Le Législateur prévoit une exception à cette suppression pour les maisons religieuses qui ont pour objet l’éducation publique ou le soulagement des malades et qui tiennent réellement des écoles ou des salles de malades.

La direction des domaines nommera des commissaires pour faire l’inventaire des biens et meubles des couvents supprimés et préparer leur vente publique.

 

Note:

Le bon que le gouvernement présente à chaque religieux fera l’objet d’une vive controverse. Il s’agit de savoir s’il est permis de l’accepter. Les uns soutiennent qu’en l’acceptant, on approuve la loi de suppression et on coopère à son exécution; qu’en rachetant les biens de son couvent avec ce bon, on viole son voeu de pauvreté. Les autres répliquent qu’en acceptant le bon, on accepte simplement une partie de ce qui a été injustement enlevé au couvent et qu’en rachetant au moyen de ce bon les biens de son couvent, on ne fait que racheter son propre bien. La plupart des religieux et religieuses du département de l’Ourte croient que l’acceptation du bon est licite.

Le fils du « Batard », Seigneur d’Oleye

Le 14 janvier 1452, DE NAMUR Philippe, fils de DE NAMUR Philippe, dit « le Batard », reçoit par transport la Seigneurie d’Oleye et de Grand-Axhe.

Le Baron achète des parcelles (Longchamps – Waremme)

En décembre 1847, le notaire de Waremme, LEJEUNE Jules, acquiert plusieurs parcelles du chemin de fer à Borlo et Goyer, pour le Baron DE SELYS-LONGCHAMPS Michel-Edmond.

Grand-Axhe et Oleye, biens de la Cathédrale

En 1452, la Cathédrale Saint-Lambert de Liège acquiert la 1/2 des seigneuries de Grand-Axhe et d’Oleye. Elle conservera ces domaines jusqu’à la fin du 18ème siècle.

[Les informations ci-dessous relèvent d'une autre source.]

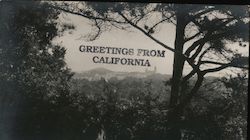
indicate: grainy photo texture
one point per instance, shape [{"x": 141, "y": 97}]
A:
[{"x": 123, "y": 71}]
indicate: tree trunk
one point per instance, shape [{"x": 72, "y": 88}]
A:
[
  {"x": 174, "y": 116},
  {"x": 178, "y": 61}
]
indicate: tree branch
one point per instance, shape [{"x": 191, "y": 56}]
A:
[
  {"x": 85, "y": 15},
  {"x": 146, "y": 33}
]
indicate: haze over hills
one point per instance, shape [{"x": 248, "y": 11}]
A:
[{"x": 98, "y": 73}]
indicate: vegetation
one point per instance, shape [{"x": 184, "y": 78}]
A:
[{"x": 39, "y": 99}]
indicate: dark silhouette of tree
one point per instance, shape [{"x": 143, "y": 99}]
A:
[
  {"x": 203, "y": 35},
  {"x": 33, "y": 74}
]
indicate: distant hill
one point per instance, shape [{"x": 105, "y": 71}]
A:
[{"x": 98, "y": 73}]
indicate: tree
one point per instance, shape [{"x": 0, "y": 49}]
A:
[
  {"x": 210, "y": 29},
  {"x": 33, "y": 74}
]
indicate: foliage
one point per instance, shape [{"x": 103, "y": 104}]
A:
[{"x": 33, "y": 75}]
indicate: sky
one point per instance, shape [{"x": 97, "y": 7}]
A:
[{"x": 82, "y": 61}]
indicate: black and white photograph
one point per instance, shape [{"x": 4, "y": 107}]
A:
[{"x": 84, "y": 70}]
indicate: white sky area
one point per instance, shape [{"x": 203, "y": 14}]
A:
[{"x": 82, "y": 61}]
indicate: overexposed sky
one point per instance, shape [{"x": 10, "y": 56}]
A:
[{"x": 82, "y": 61}]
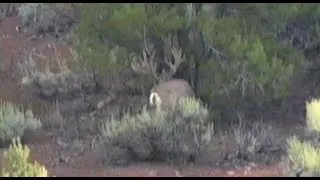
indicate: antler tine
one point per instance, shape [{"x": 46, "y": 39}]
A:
[
  {"x": 177, "y": 60},
  {"x": 145, "y": 65}
]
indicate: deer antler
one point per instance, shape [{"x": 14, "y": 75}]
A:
[
  {"x": 145, "y": 65},
  {"x": 176, "y": 53}
]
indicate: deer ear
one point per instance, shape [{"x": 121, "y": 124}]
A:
[{"x": 151, "y": 98}]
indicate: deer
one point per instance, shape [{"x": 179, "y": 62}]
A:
[{"x": 167, "y": 91}]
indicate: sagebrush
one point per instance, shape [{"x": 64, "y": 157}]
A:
[
  {"x": 16, "y": 162},
  {"x": 15, "y": 121},
  {"x": 305, "y": 156},
  {"x": 173, "y": 135}
]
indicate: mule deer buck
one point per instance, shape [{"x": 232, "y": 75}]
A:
[{"x": 168, "y": 90}]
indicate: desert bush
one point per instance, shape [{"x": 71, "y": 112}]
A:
[
  {"x": 175, "y": 135},
  {"x": 16, "y": 162},
  {"x": 47, "y": 17},
  {"x": 234, "y": 59},
  {"x": 305, "y": 156},
  {"x": 15, "y": 122},
  {"x": 257, "y": 142}
]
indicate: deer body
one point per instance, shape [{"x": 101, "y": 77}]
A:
[{"x": 166, "y": 93}]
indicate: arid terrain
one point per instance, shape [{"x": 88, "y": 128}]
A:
[{"x": 65, "y": 157}]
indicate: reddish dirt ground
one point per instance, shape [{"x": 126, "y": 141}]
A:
[{"x": 14, "y": 47}]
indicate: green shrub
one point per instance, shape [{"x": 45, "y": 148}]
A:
[
  {"x": 175, "y": 135},
  {"x": 14, "y": 122},
  {"x": 16, "y": 162},
  {"x": 305, "y": 156}
]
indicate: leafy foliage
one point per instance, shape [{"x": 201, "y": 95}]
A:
[
  {"x": 176, "y": 134},
  {"x": 15, "y": 123},
  {"x": 16, "y": 162},
  {"x": 306, "y": 155},
  {"x": 234, "y": 48}
]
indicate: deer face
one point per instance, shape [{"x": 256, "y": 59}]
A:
[{"x": 167, "y": 93}]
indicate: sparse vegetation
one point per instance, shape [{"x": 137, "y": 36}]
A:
[
  {"x": 14, "y": 122},
  {"x": 175, "y": 135},
  {"x": 16, "y": 162},
  {"x": 305, "y": 156},
  {"x": 257, "y": 60}
]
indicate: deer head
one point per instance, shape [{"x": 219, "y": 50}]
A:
[{"x": 167, "y": 90}]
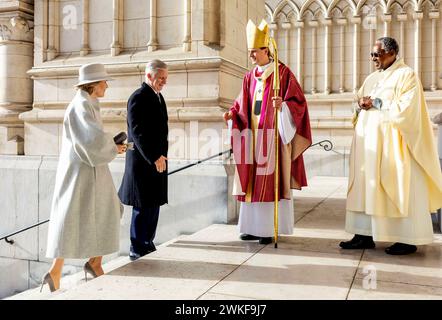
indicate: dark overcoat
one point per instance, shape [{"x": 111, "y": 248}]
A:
[{"x": 143, "y": 186}]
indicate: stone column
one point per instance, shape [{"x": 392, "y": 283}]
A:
[
  {"x": 402, "y": 18},
  {"x": 116, "y": 46},
  {"x": 387, "y": 24},
  {"x": 187, "y": 41},
  {"x": 152, "y": 45},
  {"x": 16, "y": 58},
  {"x": 85, "y": 30},
  {"x": 434, "y": 16},
  {"x": 53, "y": 32},
  {"x": 356, "y": 21},
  {"x": 300, "y": 44},
  {"x": 372, "y": 38},
  {"x": 327, "y": 56},
  {"x": 418, "y": 15},
  {"x": 314, "y": 25},
  {"x": 287, "y": 26},
  {"x": 342, "y": 23}
]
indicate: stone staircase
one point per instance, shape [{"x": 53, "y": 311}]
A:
[{"x": 213, "y": 264}]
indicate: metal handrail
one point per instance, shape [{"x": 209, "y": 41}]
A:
[{"x": 326, "y": 144}]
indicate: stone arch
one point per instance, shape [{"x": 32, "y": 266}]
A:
[
  {"x": 390, "y": 3},
  {"x": 394, "y": 4},
  {"x": 334, "y": 3},
  {"x": 307, "y": 4},
  {"x": 282, "y": 5},
  {"x": 362, "y": 2},
  {"x": 269, "y": 12},
  {"x": 430, "y": 2}
]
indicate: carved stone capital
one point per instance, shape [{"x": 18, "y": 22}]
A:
[{"x": 16, "y": 28}]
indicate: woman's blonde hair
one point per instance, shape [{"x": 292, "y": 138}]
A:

Mariage de Libert Sureal de Warfusée et d’Agnès d’Awir

DE WARFUSEE Libert Sureal épouse D’AWIR Agnès. L’amour unira ces deux personnes d’un lien sacré. Ils seront très heureux. Ensemble, ils vont acquérir les villages et seigneuries de Geneffe (Jeneffe), de Limont, de Lexhy, d’Awans, de Waroux, de Lonchin (Loncin) et plusieurs autres, avec 200 bonniers de terre, situés au-delà desdites seigneuries.

Ils n’auront qu’une fille, DE WARFUSEE Alix, qui sera leur unique héritière.

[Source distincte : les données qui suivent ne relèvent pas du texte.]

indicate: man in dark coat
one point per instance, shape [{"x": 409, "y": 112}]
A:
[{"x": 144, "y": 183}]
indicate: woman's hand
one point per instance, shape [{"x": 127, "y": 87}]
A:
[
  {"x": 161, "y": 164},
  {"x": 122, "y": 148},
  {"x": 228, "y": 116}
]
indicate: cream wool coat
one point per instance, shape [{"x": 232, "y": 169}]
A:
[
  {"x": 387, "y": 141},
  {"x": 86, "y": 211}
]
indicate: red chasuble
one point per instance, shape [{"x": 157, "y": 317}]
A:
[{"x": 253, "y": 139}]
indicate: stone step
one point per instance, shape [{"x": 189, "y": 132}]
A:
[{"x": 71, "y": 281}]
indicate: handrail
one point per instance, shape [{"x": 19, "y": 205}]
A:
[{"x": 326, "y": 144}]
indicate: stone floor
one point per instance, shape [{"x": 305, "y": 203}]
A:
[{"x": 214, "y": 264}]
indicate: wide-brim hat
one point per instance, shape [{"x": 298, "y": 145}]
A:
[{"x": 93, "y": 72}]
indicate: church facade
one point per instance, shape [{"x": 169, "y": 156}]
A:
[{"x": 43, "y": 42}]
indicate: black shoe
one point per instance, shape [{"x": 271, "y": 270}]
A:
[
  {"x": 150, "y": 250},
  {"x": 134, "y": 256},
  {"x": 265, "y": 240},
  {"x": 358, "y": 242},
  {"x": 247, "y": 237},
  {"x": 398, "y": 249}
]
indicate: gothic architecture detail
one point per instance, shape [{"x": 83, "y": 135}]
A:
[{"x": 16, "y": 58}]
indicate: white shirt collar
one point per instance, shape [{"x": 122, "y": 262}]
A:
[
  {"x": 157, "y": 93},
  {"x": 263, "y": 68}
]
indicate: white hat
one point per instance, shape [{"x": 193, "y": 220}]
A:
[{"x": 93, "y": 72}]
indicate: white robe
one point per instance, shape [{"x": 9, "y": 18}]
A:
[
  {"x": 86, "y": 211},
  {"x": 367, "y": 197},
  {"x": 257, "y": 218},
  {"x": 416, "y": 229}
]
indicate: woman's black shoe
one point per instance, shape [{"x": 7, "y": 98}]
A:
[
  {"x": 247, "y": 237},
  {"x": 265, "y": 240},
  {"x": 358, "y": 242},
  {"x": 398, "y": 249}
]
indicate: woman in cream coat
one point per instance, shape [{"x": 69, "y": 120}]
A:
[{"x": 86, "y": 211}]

Une plaine de sports (Waremme)

Le 30 décembre 1949, le Conseil Communal de Waremme décide l’achat de 5 hectares de terrain, nécessaires à la réalisation d’une plaine de sports.

La « Hesbaye Laborieuse » (Waremme)

En 1947, le Conseil Communal de Waremme sollicite l’affiliation de la commune à une société de prêts, en voie de formation à Waremme sous le nom de « Hesbaye Laborieuse ». En effet, la ville compte peu de logements d’un prix abordable pour les salariés et les autorités communales désirent soutenir les initiatives susceptibles d’aider les ménages à revenus modestes à acquérir un immeuble.

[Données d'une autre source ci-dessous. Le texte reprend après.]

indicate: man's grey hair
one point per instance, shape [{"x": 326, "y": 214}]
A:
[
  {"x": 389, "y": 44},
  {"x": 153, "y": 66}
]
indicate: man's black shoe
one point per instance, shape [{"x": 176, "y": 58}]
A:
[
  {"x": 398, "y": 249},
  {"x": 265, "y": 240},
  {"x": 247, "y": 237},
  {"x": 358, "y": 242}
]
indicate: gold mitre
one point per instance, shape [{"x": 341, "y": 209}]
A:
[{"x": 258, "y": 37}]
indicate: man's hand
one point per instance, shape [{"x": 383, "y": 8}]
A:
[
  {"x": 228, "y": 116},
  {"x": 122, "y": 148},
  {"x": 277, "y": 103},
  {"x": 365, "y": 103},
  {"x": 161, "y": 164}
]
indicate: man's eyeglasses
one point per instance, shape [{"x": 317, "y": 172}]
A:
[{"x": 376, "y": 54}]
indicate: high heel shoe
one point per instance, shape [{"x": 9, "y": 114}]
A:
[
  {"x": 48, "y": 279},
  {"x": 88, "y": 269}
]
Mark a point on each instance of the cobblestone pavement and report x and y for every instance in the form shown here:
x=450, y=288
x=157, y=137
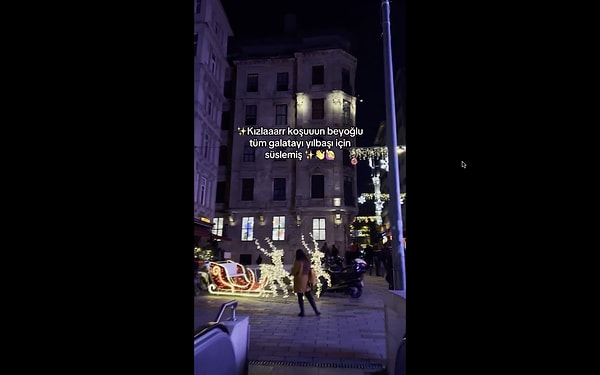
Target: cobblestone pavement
x=348, y=337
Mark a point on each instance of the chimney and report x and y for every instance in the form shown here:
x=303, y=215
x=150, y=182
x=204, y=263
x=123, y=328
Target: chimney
x=289, y=23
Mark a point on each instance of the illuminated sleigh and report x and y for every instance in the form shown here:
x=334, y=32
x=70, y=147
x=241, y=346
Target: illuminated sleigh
x=233, y=278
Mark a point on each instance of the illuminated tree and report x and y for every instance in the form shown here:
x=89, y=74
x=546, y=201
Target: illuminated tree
x=272, y=276
x=316, y=260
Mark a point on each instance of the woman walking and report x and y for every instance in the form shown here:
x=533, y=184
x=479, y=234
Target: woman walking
x=300, y=271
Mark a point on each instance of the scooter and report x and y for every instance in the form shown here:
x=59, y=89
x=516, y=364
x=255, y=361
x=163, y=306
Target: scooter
x=348, y=280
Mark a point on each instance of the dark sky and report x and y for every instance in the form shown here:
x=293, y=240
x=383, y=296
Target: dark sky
x=362, y=20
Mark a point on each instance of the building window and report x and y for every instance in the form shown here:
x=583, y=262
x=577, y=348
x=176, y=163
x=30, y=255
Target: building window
x=318, y=109
x=247, y=189
x=220, y=196
x=347, y=160
x=225, y=117
x=206, y=146
x=248, y=228
x=279, y=160
x=203, y=192
x=282, y=81
x=196, y=187
x=223, y=155
x=278, y=228
x=213, y=62
x=218, y=226
x=251, y=115
x=252, y=83
x=347, y=120
x=349, y=199
x=319, y=229
x=248, y=152
x=209, y=106
x=317, y=188
x=281, y=114
x=279, y=189
x=318, y=75
x=346, y=87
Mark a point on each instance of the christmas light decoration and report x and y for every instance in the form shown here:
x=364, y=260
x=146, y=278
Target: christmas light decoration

Il y aura un nouveau parking (Waremme)

En juin 1990, le Conseil Communal de Waremme décide l’acquisition d’un terrain de 3.800 m2, pour y aménager un parking d’une centaine de places aux abords de l’Hôtel de Ville. Le Receveur de l’Enregistrement estime le prix de ce terrain à 11.000.000 de francs maximum.

Projet d’urbanisation (Waremme)

En 1986, la ville de Waremme acquiert une petite maison, située à l’angle des rues Ernest Malvoz et Gustave Renier, dans le but de la démolir et d’aménager le site.

La police pourra consulter les bases de données (Waremme)

En mars 1990, le conseil communal de Waremme décide l’acquisition de matériel informatique, pour un montant de 45.000 francs, pour permettre à la police de consulter les bases de données du service de la population.

Il est précisé qu’elle ne pourra que consulter les informations et, en aucun cas, les modifier ou les compléter.